Crowd Sourced Archival system - An unorthodox yet sound method for crowd sourcing archival infrastructure under one coherent system

  • 🔧 Site instability resolved. You can report double-posts and broken attachments. For bigger issues, use the Technical Grievances thread.
    🇵🇦 Nuestro primer dominio localizado está en español en kiwifarms.pa. Our first localized domain is on Spanish on kiwifarms.pa.
  • Want to keep track of this thread?
    Accounts can bookmark posts, watch threads for updates, and jump back to where you stopped reading.
    Create account

soyjersh

kiwifarms.net
Registrado
12 de Jun, 2023
This post is a call to action as well as a technical proposal for review. I claim no expertise in the systematic implementation of a solution similar to the one proposed herein or otherwise, but a modest level of familiarity with the technologies involved and an idea of how to deploy them. The reason for such a deployment is simple: a dissatisfaction with the current landscape of archival resources for Kiwifarms material, specifically those which pertain to websites. There only exists one suggested on this thread, archive.is, and while it serves the necessary purpose it exists alone and out of our control. As we’ve seen in the past with censorship performed by internet archive and the databreach/ddos of the wayback machine, other services are unreliable, and having one reliable choice is a system with a target on its back, probably one drawn there by someone who commits “consent accidents” with impunity. Therefore my desire is to utilize the untapped social capital of Kiwifarms to host a truly antifragile archive system for website snapshots that is hosted by trusted individuals and governed by, preferably, our enlightened despot Null or an adequate stand in.

The system is here explained in nontechnical language for the purposes of a more general understanding. It would involve the use of OpenZiti, tooling necessary to create a zero trust network which allows for the creation of an “invisible Internet” where only approved, cryptographically authenticated peers can communicate, and only with the services they’re authorized to see. This would allow for participants to be connected through programmed policies in an anonymous encrypted way to peers without complex routing, firewall changes, or public DNS configuration. Services can be published securely from anywhere. It decouples identity and access from the underlying topology, making it easy to securely connect microservices, containers, or IoT nodes across disparate environments.It would be possible for anyone meeting system criteria set by the network operator to join and provide their system’s resources in a highly secure use specific way. What this would best be used for in my opinion is hosting a bunch of Inter Planetary File System (IPFS) nodes, with select nodes being IPFS gateways. IPFS is a peer-to-peer, content-addressable network for storing and sharing data in a distributed fashion. IPFS, being distributed, replicates data across many nodes. This means files could exist in dozens or hundreds of locations simultaneously, ensuring resilience against single-point failures reduced downtime and global redundancy without relying on one provider.

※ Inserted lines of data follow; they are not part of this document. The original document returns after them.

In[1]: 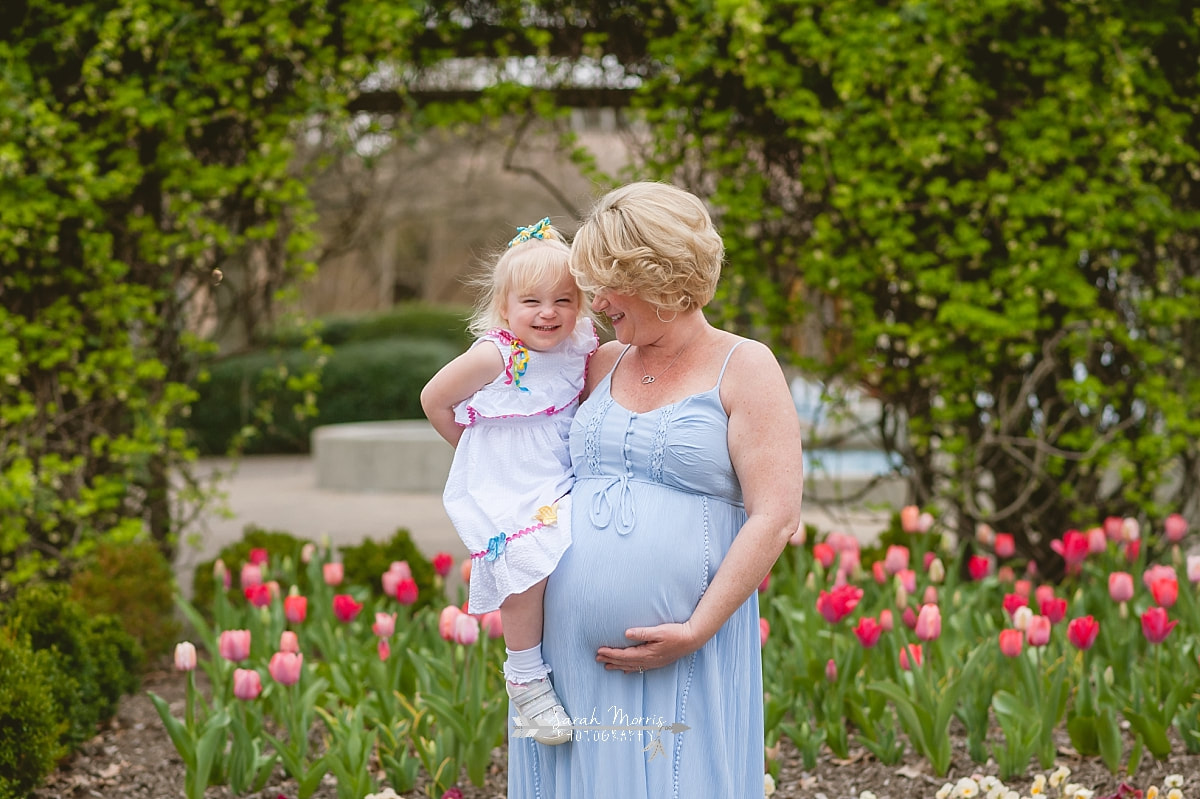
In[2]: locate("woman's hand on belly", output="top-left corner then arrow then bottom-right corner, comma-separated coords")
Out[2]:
595,620 -> 702,674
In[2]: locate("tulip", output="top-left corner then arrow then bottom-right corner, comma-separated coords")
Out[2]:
899,643 -> 923,671
1103,516 -> 1124,540
998,629 -> 1023,658
1188,555 -> 1200,584
896,569 -> 917,594
453,613 -> 479,645
378,639 -> 391,661
1125,539 -> 1140,563
439,605 -> 463,641
816,585 -> 863,624
928,557 -> 946,583
174,641 -> 197,672
837,547 -> 860,576
1150,576 -> 1179,608
280,630 -> 300,653
460,558 -> 473,583
1050,530 -> 1089,572
1164,513 -> 1188,543
853,616 -> 883,648
1026,615 -> 1051,647
878,608 -> 894,632
997,565 -> 1016,583
1109,571 -> 1134,602
1122,517 -> 1140,541
332,594 -> 363,623
1003,593 -> 1028,618
372,612 -> 397,638
884,545 -> 909,575
917,512 -> 934,532
241,562 -> 263,589
233,668 -> 263,700
480,610 -> 504,639
922,586 -> 938,606
323,562 -> 344,586
825,659 -> 837,682
915,604 -> 941,641
1014,579 -> 1032,597
1012,606 -> 1033,631
284,594 -> 307,624
812,543 -> 836,569
396,578 -> 419,606
214,558 -> 230,590
1141,606 -> 1178,644
432,552 -> 454,577
967,555 -> 991,581
269,651 -> 303,686
300,542 -> 316,564
248,547 -> 269,566
244,583 -> 271,608
1040,597 -> 1068,625
1144,564 -> 1177,587
387,560 -> 412,581
1034,584 -> 1055,607
1086,527 -> 1107,554
899,505 -> 921,533
442,788 -> 464,799
759,617 -> 770,648
758,572 -> 771,593
219,629 -> 251,662
1067,615 -> 1100,650
994,533 -> 1015,559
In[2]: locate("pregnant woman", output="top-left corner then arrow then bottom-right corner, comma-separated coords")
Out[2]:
507,181 -> 806,798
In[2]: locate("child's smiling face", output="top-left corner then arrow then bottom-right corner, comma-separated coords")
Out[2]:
502,271 -> 581,351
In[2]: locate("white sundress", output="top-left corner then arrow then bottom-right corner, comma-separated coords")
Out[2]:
444,317 -> 598,613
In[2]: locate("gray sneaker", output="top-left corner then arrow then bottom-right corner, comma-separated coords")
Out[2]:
508,678 -> 572,745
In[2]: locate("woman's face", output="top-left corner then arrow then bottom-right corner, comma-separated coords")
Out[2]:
590,287 -> 656,344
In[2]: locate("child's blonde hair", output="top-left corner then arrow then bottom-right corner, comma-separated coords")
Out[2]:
467,221 -> 586,338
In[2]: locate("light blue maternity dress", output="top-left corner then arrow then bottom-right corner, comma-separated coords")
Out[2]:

In essence, network participants would run a node on this file system through the openziti network creating a hidden linking of various peers into a highly resilient storage pool. What would be the best use of such a pool? In my opinion it would be the hosting of ZIM file snapshots of website urls. ZIM files already achieve high compression (often reducing website size by 60–90%). IPFS adds deduplication: if multiple ZIM backups share identical chunks (say, common assets or articles), those chunks are stored only once across the network.

The combination results in massive bandwidth savings for distribution, storage optimization across multiple archives or mirrors and incremental versioning: new versions of a site only store changed blocks, not the entire archive. This makes IPFS + ZIM an ideal setup for versioned website archiving over time. Traditional backups often involve database dumps (SQL files), separate asset directories, and configuration files. Restoring them requires a specific environment and version compatibility.A ZIM file is a “frozen” encapsulating everything necessary to render the site. By hosting a ZIM on IPFS complexity is reduced to one file and one CID. Restoration becomes as easy as fetching the file and viewing it locally or serving it from an IPFS gateway. It’s also possible to integrate IPFS CIDs into a website’s metadata or Git commits for transparent public archiving.The system described so far is basically designed so that whoever runs specific OpenZiti overlay network components can decide who runs a node and helps in it in an anonymous fashion where no one really needs to know who’s who and would have a hard time doing so. There are concerns of course of a malicious node, possibly hosting content which would ideally be inaccessible.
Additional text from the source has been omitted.